If you were projecting social competence and emotional stability in the idiom of your culture and then you start acting like an upper middle class Californian your spouse may want to join you in that. Or they may view it as some combination of a huge red flag and an utter betrayal. Imagine if a (secular, orthodox or religious) Jewish Israeli told his wife he was a Muslim now. That’s what abandoning the cultural scripts a relationship was built on is like. If you’re not actually the person they thought they were in a relationship with they may be willing to try and make it work. Or not.
You're not wrong. She thought he's a proper orthodox Jew, he probably wasn't for a long time if ever, that definitely qualifies as an illusion. If hypothetical she were to leave, perhaps his illusion might have been that she'd not leave, but accept his decision and find a way to make it work regardless. Is she leaving because he kept his doubts a secret? I'd get that, can't have a working relationship without honesty. But if not: It's not like that sort of thing working out is completely unheard of, and while the HN audience tends to be dismissive of anything that doesn't feel simplistically rational, love is a pretty powerful thing that has overcome worse obstacles time and again.

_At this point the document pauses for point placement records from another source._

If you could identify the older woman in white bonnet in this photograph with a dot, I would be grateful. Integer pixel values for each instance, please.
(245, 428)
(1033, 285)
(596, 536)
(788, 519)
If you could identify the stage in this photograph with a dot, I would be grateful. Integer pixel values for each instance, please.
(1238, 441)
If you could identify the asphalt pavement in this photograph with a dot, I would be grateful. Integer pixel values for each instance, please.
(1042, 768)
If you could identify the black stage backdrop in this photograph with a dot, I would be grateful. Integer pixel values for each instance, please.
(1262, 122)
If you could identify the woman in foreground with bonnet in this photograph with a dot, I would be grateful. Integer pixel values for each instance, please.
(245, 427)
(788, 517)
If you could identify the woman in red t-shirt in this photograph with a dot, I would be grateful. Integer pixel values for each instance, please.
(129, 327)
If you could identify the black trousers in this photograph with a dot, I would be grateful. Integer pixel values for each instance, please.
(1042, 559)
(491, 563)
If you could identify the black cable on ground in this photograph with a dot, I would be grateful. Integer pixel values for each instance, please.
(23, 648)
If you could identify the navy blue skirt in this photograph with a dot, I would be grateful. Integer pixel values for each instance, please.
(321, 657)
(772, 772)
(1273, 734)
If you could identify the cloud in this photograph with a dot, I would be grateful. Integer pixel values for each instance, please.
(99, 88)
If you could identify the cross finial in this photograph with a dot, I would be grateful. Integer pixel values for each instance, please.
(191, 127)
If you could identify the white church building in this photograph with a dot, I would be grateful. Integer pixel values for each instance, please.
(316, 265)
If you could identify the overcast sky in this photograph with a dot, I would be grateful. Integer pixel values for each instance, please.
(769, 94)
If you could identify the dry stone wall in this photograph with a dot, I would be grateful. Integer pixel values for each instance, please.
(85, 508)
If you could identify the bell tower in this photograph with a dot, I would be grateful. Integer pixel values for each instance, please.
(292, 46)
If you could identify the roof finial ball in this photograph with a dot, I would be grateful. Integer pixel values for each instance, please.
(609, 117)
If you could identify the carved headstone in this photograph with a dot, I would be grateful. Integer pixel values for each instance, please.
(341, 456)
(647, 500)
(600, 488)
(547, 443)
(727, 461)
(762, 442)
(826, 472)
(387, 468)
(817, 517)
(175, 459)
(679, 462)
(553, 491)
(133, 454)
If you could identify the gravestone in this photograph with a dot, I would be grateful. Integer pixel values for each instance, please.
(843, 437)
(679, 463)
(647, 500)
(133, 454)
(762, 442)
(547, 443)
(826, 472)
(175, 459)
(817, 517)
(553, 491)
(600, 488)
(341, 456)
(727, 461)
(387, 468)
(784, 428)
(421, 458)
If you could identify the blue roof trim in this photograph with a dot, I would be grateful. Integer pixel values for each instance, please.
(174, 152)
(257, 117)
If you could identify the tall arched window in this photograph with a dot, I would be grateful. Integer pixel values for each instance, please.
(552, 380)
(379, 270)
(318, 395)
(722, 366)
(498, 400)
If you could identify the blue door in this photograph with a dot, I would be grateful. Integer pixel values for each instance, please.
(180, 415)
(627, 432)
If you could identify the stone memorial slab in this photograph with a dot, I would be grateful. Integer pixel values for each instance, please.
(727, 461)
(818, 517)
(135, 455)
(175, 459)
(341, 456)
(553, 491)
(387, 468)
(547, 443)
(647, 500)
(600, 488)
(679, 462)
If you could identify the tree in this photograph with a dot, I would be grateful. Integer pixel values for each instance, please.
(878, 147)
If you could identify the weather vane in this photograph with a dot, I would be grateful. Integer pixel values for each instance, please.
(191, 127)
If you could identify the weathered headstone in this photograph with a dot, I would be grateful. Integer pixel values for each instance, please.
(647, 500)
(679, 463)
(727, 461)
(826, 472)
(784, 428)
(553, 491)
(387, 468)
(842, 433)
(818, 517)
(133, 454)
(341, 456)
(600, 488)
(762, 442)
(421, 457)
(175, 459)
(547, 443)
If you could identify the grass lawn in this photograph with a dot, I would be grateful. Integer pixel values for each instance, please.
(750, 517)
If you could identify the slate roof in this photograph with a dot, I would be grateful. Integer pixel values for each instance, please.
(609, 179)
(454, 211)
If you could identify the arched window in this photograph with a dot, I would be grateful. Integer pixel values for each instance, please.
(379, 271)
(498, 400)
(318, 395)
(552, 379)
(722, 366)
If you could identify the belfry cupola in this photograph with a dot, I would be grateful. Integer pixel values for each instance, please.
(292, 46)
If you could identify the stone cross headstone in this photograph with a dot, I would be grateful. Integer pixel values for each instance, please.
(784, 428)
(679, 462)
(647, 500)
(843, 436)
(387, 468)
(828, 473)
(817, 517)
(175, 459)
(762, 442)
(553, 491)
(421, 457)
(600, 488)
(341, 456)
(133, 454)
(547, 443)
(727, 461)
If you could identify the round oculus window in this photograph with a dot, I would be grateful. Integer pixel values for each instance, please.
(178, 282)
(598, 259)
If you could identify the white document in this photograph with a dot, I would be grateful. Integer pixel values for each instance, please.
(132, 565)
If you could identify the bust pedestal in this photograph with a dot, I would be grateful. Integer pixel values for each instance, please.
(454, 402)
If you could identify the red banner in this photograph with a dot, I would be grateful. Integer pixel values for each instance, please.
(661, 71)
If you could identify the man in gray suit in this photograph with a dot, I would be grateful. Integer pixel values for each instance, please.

The fraction of women who, consciously or unconsciously, see emotional vulnerability in men as repulsive is larger than most people would admit. That doesn't mean it isn't worth looking for one who doesn't. It may limit your dating pool a bit but I promise at the end of the day it's one hundred percent worth the effort.
If someone only trusts you because you act like an emotionless robot, they're not worth hanging out with. You want to hang out with people who accept your whole self, weaknesses and strengths included.
At some point in your life you might need support to go through dark and difficult times - you want people who are there for you throughout those periods.
I agree, but I think most people model others in their head quite crudely so whenever someone breaks outside of their box of expectations, that someone is no longer serving the same role in the relationship, and risks being shunned or replaced. Purely conjecture though.
On the flip side, now closer to an emotionless robot due to such experiences, I find people relying on me for my emotionless roboticism.